Wednesday, December 30, 2009

Harper Suspends Canada's Parliament

OTTAWA -- Canadian Prime Minister Stephen Harper is suspending Parliament until March to give his government time to "recalibrate," an aide to the prime minister said on Wednesday.

The move postpones the 2010 start of Canada's legislature to March 3 from Jan. 25 -- after the winter Olympics in Vancouver -- and lets the government prepare "the next stage of Canada's economic action plan," said Dimitri Soudas, Mr. Harper's press secretary.

Opposition politicians are lambasting the move as "arrogant" and "despotic," and accuse Mr. Harper of trying to duck embarrassing questions on the nation's track record in Afghanistan at a time when the eyes of the world will be on it.

Parliament has been holding hearings for two months on allegations the Canadian military knowingly sent suspected Taliban insurgents to probable torture at the hands of Afghan intelligence.

Just before its year-end recess, the House of Commons had passed a motion demanding the government disclose documents relevant to those allegations -- something the government was refusing to do on national-security grounds. The suspension of Parliament kills that motion, along with the Parliamentary committee that had been looking into the allegations. That committee must now be reconstituted in March.

"Clearly this is a move on their part to avoid public scrutiny, to avoid further investigation on Afghan detainees," said Libby Davies, House leader for the opposition New Democratic Party.

Mr. Soudas said the Afghan-detainee issue had no bearing on Mr. Harper's decision to suspend Parliament. "The committee is examining old news and has found absolutely no evidence of wrongdoing by Canadian soldiers, diplomats and the Armed Forces," he said.
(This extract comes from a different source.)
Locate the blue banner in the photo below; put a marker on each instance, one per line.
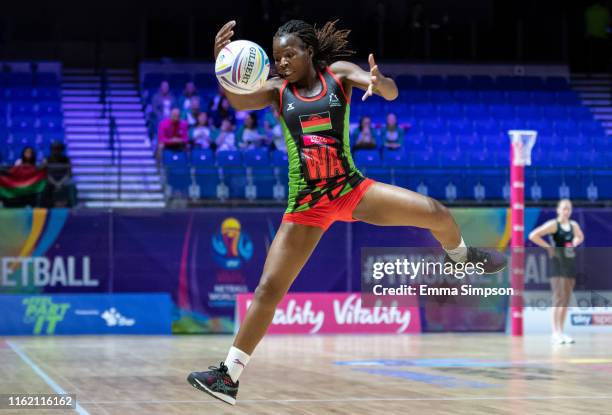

This marks the second time in as many years Mr. Harper has suspended Parliament, in what critics say is a mark of his heavy-handed governing style. Last year, Mr. Harper suspended Parliament for more than a month when his minority Conservative government faced almost sure defeat by a coalition of the three opposition parties.

The Afghan-detainee issue burst onto the public scene in November, when Canada's former No. 2 diplomat in Afghanistan testified to a Parliamentary committee that the country's military had handed captured insurgents to Afghan intelligence, despite repeated warnings in 2006 and 2007 that such detainees faced likely torture.

The government responded by saying the diplomat, Richard Colvin, wasn't credible and refusing to release reports he had authored. The government's stance elicited a letter from more than 100 former Canadian ambassadors and diplomats, protesting Mr. Colvin's harsh treatment.

During ensuing weeks of Parliamentary testimony, a string of former Canadian military and diplomatic officials testified that they had done nothing wrong -- in part because there was no system in place at the time to track what happened to Afghan detainees once they left Canadian hands.

Then in early December, Canada's top general abruptly called a news conference to say there was evidence a prisoner captured by Canadians in 2006 had subsequently been beaten by Afghan interrogators -- reversing his previous Parliamentary testimony. The general, Walter Natynczyk, said he was ordering an investigation into why it took so long for the information on the case to get to him.